Amerika Serikat Bantu Indonesia Bebas Penyakit TBC Tahun 2030
Oleh
REGINA RUKMORINI
·3 menit baca
MAGELANG, KOMPAS- Pemerintah Amerika Serikat telah menginvestasikan lebih dari Rp 1,8 triliun untuk akselerasi deteksi tuberkulosis (TBC) dan peningkatan layanan TBC di Indonesia. Investasi yang diberikan dalam 10 tahun terakhir tersebut, menyentuh lebih dari 700.000 penderita tuberkulosis.

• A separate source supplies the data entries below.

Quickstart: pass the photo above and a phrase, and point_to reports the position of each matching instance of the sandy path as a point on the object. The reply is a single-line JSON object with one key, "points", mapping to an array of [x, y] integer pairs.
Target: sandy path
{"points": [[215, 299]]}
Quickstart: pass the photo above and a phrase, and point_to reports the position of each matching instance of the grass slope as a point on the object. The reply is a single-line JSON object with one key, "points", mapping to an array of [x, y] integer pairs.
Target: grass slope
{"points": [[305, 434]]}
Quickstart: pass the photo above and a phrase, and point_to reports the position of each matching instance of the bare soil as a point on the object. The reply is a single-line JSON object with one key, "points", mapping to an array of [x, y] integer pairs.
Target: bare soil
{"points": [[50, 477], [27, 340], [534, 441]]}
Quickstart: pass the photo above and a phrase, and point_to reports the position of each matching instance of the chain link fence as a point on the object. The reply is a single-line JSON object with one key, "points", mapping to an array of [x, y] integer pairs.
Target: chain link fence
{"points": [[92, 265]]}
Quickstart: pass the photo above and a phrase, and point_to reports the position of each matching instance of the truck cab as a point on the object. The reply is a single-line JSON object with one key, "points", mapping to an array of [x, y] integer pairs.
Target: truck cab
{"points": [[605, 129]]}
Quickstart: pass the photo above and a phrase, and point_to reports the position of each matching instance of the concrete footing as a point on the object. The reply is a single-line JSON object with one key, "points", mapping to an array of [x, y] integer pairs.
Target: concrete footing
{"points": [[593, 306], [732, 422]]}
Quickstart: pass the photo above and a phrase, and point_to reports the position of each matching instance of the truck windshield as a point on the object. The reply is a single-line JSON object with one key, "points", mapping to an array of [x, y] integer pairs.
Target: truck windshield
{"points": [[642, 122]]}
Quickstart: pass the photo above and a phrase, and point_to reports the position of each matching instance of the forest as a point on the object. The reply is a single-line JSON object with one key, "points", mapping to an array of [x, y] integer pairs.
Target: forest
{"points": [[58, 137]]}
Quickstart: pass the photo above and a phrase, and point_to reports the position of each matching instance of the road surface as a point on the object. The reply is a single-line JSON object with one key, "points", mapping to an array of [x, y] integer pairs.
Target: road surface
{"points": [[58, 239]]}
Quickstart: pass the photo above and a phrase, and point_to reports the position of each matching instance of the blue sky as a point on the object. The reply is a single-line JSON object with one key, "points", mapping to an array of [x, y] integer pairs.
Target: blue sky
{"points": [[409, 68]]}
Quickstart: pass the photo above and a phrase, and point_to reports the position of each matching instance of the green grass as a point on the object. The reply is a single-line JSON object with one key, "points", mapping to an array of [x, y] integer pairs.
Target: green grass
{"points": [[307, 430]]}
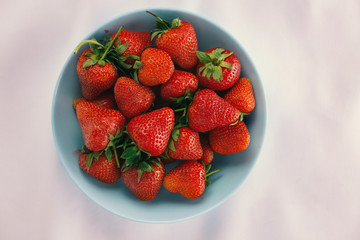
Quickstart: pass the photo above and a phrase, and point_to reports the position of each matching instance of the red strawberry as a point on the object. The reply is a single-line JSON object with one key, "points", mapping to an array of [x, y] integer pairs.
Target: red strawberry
{"points": [[178, 83], [105, 100], [148, 185], [178, 38], [101, 168], [96, 78], [132, 98], [208, 153], [209, 111], [189, 179], [218, 68], [136, 42], [241, 96], [97, 123], [157, 67], [96, 66], [185, 145], [230, 139], [151, 131]]}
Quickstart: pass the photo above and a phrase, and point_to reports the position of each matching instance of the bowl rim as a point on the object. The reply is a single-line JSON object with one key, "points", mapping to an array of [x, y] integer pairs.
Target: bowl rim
{"points": [[261, 141]]}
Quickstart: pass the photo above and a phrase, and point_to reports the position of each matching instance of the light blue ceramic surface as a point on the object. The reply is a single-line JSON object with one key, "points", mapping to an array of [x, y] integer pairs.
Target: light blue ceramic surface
{"points": [[166, 207]]}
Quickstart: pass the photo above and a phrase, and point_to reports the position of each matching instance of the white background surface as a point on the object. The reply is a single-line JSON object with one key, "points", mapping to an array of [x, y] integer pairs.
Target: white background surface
{"points": [[306, 182]]}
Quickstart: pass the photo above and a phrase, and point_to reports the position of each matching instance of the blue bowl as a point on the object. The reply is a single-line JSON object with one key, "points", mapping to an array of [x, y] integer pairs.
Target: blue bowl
{"points": [[166, 207]]}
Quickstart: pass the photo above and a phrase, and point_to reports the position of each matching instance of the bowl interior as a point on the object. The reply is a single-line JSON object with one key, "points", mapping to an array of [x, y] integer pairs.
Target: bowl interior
{"points": [[166, 207]]}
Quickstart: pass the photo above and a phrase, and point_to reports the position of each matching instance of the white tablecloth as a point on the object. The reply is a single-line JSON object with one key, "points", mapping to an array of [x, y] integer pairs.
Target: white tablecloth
{"points": [[305, 184]]}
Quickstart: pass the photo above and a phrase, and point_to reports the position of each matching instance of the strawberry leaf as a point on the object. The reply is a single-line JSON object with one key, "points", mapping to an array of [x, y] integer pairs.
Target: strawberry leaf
{"points": [[217, 52], [121, 48], [171, 145], [146, 167], [133, 160], [175, 134], [108, 154], [89, 159], [101, 62], [89, 63], [203, 57], [130, 151]]}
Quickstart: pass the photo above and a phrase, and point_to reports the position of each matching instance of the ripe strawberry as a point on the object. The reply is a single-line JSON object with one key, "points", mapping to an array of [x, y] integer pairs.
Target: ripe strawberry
{"points": [[147, 186], [134, 41], [178, 38], [97, 123], [208, 153], [157, 67], [105, 100], [229, 139], [218, 68], [241, 96], [209, 111], [151, 131], [132, 98], [178, 83], [101, 168], [189, 179], [95, 67], [96, 78], [185, 145]]}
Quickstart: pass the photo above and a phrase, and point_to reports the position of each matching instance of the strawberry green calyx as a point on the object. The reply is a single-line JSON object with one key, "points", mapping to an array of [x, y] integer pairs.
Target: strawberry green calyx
{"points": [[134, 157], [103, 53], [162, 26], [207, 174], [213, 63], [108, 150]]}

Tidak berhenti sampai di situ, Duta Besar Amerika Serikat untuk Indonesia Joseph R Donovan Jr mengatakan, investasi dan kerjasama untuk memerangi tuberkulosis di Indonesia, akan terus berlanjut.
“Kami masih akan terus mendampingi dan membantu mewujudkan Indonesia Bebas TBC di tahun 2030,” ujarnya, saat ditemui dalam peringatan Hari Tuberkulosis Dunia dan Perayaan 70 Tahun Kemitraan Amerika Serikat-Indonesia untuk memerangi TBC di Candi Borobudur, Kabupaten Magelang, Jawa Tengah, Minggu (10/3/2019).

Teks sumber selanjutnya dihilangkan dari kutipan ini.